A finding that a party has suffered any compensable damage is supported by testimony that a party would not have entered into a transaction if he had known the agreement did not adequately protect his interests. Id. at 336-37. In this case, as soon as the merger agreement was executed and the merger was completed on February 23, 1998, appellant was bound by an agreement that did not provide a floor price for his PDI shares. Appellant argues that he would not have closed on the transaction if he had known he was subject to a risk of loss not shared by the other two shareholders. We therefore conclude that appellant suffered compensable damage and his cause of action for legal-malpractice began to run on the date the transaction closed. Because appellant did not bring his legal malpractice action until more than six years after February 23, 1998, the action is barred by the statute of limitations and the district court did not err in granting summary judgment to Fredrikson.
Because we affirm summary judgment based on the statute of limitations, we do not reach the issue raised by Fredrikson of whether the district court erred in failing to grant summary judgment on other bases.
MINGE, Judge (concurring specially)
I join in the opinion. The holding in Antone governs the result here. However, I share the concerns of the dissent in Antone that the rule stated in that case is not practical.
The statue of limitations for negligent misrepresentation is also six years. Minn. Stat. § 541.05, subd. 1(6) (2006).

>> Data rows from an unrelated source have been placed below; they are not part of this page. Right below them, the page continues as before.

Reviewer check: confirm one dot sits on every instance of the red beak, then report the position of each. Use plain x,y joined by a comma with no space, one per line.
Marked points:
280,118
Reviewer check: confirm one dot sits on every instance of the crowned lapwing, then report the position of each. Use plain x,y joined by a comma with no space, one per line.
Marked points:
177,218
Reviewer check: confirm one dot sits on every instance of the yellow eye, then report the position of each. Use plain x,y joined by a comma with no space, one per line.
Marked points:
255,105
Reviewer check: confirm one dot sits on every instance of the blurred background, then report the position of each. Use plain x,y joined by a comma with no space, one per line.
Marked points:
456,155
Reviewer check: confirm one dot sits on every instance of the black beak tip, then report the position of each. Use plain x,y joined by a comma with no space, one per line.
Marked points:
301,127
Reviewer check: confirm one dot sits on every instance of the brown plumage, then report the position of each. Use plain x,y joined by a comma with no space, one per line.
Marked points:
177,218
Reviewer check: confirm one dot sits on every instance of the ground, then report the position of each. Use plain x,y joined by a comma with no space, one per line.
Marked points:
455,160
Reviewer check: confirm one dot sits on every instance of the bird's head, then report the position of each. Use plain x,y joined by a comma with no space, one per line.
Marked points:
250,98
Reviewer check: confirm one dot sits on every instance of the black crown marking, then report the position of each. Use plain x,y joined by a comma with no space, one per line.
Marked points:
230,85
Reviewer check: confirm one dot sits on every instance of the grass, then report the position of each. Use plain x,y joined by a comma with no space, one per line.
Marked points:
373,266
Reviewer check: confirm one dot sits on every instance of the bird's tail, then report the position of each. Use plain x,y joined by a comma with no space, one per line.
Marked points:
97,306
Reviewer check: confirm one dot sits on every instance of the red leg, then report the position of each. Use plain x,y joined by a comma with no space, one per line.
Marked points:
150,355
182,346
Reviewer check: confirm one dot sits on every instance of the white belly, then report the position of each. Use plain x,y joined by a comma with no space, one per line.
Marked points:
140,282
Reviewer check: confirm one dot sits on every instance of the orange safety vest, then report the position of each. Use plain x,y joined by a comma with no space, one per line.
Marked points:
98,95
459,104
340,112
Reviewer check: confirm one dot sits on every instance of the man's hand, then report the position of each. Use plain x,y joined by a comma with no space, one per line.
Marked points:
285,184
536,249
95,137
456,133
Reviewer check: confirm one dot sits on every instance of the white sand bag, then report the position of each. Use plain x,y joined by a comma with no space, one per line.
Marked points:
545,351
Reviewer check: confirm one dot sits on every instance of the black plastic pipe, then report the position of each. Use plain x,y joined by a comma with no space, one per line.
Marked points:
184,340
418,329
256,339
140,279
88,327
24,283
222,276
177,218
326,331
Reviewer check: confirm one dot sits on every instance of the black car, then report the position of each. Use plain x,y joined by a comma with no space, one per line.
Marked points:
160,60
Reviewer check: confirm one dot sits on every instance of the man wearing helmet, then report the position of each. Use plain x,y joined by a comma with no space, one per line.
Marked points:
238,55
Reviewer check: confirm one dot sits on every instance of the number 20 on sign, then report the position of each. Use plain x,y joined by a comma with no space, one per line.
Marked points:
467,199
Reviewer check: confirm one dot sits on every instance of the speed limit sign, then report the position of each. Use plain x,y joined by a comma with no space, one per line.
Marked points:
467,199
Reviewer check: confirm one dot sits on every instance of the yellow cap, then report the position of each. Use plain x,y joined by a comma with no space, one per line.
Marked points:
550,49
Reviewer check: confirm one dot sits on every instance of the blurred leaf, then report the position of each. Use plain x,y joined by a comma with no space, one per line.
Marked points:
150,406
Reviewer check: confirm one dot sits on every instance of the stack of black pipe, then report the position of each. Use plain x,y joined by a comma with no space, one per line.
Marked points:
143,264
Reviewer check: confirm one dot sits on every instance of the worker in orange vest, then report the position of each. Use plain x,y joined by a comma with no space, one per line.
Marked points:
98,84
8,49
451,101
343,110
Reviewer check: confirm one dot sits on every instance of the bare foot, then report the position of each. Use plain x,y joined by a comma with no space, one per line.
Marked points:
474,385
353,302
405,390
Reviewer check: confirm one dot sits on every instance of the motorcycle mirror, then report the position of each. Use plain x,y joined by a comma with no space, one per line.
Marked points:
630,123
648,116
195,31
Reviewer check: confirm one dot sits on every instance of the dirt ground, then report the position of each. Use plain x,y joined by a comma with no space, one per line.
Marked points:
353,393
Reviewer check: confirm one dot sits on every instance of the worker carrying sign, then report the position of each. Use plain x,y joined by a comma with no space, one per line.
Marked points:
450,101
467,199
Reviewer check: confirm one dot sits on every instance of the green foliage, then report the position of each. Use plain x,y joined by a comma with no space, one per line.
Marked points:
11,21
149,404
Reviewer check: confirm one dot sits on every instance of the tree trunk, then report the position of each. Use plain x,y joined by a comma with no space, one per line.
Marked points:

Appellant has not asserted that his cause of action for negligent misrepresentation accrued later than his legal-malpractice cause of action accrued and has briefed the appeal in terms of when the legal-malpractice action accrued.
 The running of the statute is not tolled by a party’s failure to discover the cause of action. Herrmann, 590 N.W.2d at 643. Appellant appears to argue in a footnote in his brief that PDI’s failure until 2003 to take the position that appellant had no “floor” price should be considered in determining when the statute of limitations began to run. Since a party’s failure to discover the cause of action does not toll the statute of limitations, PDI’s position on the issue is irrelevant.